22/12/2024 reseauinternational.net  9min #264200

 Vladimir Poutine tient une conférence de presse de fin d'année

Les questions-réponses de Poutine et l'énigme des guerres éternelles

par Pepe Escobar

Il a parlé pendant quatre heures et demie, pratiquement sans interruption, passant en revue les résultats de 2024, maîtrisant tous les faits.

Sa Ligne Directe a reçu plus de 2 millions de questions, de Russie et du monde entier. Et il a dû couronner sa prestation d'un coup d'éclat, de la veine du «je l'ai fait, à ma façon» :

«Je crois que non seulement j'ai simplement sauvé [la Russie], mais que nous nous sommes éloignés du bord de l'abîme».

Le bilan le confirmerait, comparé à l'état épouvantable de la Russie dont il a hérité lorsqu'il a été élu président pour la première fois en mars 2000.

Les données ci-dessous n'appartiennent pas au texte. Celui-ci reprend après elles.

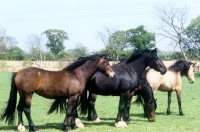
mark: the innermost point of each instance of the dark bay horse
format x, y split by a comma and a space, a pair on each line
128, 74
67, 83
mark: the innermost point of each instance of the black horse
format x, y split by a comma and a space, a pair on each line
126, 81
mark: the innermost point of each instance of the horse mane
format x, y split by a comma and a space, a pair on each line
81, 60
180, 65
135, 55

Les questions-réponses de fin d'année du président Poutine contiennent suffisamment de substance pour être décortiquées pendant des semaines, voire des mois. Concentrons-nous ici sur notre carrefour géopolitique actuel : les guerres éternelles au Moyen-Orient et en Ukraine, deux vecteurs de l'élan impérial standard, désormais réunis dans une  omni-guerre.

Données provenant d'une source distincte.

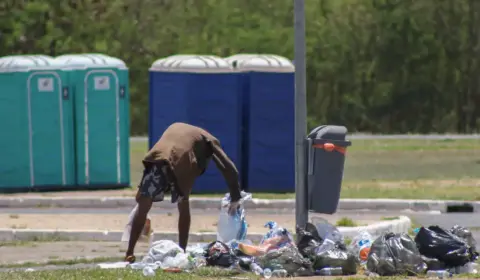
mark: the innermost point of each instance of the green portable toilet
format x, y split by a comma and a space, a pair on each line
36, 117
100, 86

Poutine a affirmé que «nous sommes venus en Syrie afin d'empêcher la création d'une enclave terroriste (...) De manière générale, notre objectif a été atteint».

Il reste à voir si la Syrie reste «exempte de terroristes» : le nouvel émir «inclusif» de Damas, Al-Joulani, de nationalité saoudienne, est un djihado-salafiste certifié dont la tête est toujours mise à prix par les États-Unis pour un montant de 10 millions de dollars. L'«enclave» englobe désormais la majeure partie de l'ancien territoire souverain syrien, par ailleurs illégalement occupé par des gangs djihadistes et des adeptes du «lebensraum» sioniste.

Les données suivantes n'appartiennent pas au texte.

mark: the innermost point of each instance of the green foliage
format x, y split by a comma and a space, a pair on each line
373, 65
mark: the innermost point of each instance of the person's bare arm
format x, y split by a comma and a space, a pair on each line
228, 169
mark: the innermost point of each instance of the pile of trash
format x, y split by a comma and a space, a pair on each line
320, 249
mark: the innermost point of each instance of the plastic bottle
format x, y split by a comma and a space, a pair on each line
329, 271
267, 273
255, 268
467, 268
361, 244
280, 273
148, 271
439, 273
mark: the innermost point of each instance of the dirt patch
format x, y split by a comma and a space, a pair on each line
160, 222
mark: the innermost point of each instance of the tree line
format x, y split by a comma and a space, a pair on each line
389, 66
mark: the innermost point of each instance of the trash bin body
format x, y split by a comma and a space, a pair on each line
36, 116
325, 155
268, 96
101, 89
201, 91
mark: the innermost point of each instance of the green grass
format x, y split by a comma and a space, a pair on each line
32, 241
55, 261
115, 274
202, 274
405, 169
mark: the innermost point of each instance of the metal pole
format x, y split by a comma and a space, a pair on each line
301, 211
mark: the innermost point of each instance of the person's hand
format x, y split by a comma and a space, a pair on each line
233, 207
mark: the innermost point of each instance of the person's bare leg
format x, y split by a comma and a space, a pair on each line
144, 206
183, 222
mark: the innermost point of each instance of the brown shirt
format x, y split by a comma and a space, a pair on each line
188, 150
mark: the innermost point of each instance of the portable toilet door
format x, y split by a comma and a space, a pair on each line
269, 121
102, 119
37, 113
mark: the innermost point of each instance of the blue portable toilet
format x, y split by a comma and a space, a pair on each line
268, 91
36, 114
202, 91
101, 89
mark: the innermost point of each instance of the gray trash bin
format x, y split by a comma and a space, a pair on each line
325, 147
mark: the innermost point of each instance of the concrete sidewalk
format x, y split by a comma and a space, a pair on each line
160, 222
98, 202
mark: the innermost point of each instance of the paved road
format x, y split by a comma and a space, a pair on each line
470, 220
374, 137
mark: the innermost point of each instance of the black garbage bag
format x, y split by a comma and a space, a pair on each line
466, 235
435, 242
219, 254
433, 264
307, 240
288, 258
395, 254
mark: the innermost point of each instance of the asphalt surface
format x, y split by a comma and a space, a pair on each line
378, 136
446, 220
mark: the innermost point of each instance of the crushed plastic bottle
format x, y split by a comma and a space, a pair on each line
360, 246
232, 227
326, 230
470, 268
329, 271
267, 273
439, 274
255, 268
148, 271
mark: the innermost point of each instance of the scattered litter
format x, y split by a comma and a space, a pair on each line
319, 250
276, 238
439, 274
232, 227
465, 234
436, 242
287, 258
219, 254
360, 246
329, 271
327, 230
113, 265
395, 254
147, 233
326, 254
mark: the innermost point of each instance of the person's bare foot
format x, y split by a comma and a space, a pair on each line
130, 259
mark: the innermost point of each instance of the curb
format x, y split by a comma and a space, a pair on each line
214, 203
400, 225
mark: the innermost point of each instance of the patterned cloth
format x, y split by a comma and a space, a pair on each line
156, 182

Il est important de rappeler que la Russie est intervenue pour la première fois en Syrie en 2015, non pas tant pour garder l'accès aux eaux chaudes de la Méditerranée orientale, mais surtout pour protéger les lieux saints chrétiens orthodoxes de Damas. Le christianisme est né à Damas (souvenez-vous de saint Paul), et non à Jérusalem. Lorsque Poutine s'est rendu à Damas, il effectuait un pèlerinage chrétien orthodoxe : il venait de la troisième Rome (Moscou) pour rendre hommage au précurseur de la première Rome, le berceau du christianisme.

Tout a commencé avec Timber Sycamore

Sur le tableau géopolitique levantin plus large, Poutine a raison. La CIA a inventé l'opération Timber Sycamore en 2012 pour former et armer les «rebelles modérés» afin de renverser Assad - dépensant plus d'un milliard de dollars par an : la plus vaste opération secrète de la CIA depuis le djihad en Afghanistan dans les années 1980.

Le Royaume-Uni, l'Arabie saoudite, le Qatar et la Jordanie étaient des partenaires de Sycamore. Au cours des dernières années, le Pentagone est intervenu pour «préparer» Hayat Tahrir al-Cham (HTS), le groupe dissident «soft» d'ISIS.

En fin de compte, ce sont près de 14 années de sanctions américaines toxiques et de guerre de siège implacable qui ont conduit à l'acte final, avec des instructeurs de drones ukrainiens, des montagnes d'argent qatari et l'infanterie crypto-al-Qaïda assemblée par la Turquie (pas plus de 350 combattants, d'après Poutine lui-même).

Il s'agit maintenant de s'adapter. Poutine a déclaré que «nous avons établi des relations avec tous ceux qui contrôlent la situation sur le terrain (...) La plupart des pays s'attendent à ce que les bases russes restent (...) Nos intérêts devraient coïncider, une question qui nécessite un examen minutieux».

Il a également rappelé que la politique est l'art du compromis et que la priorité stratégique de la Russie est de conserver les bases de Tartous et de Hmeimim.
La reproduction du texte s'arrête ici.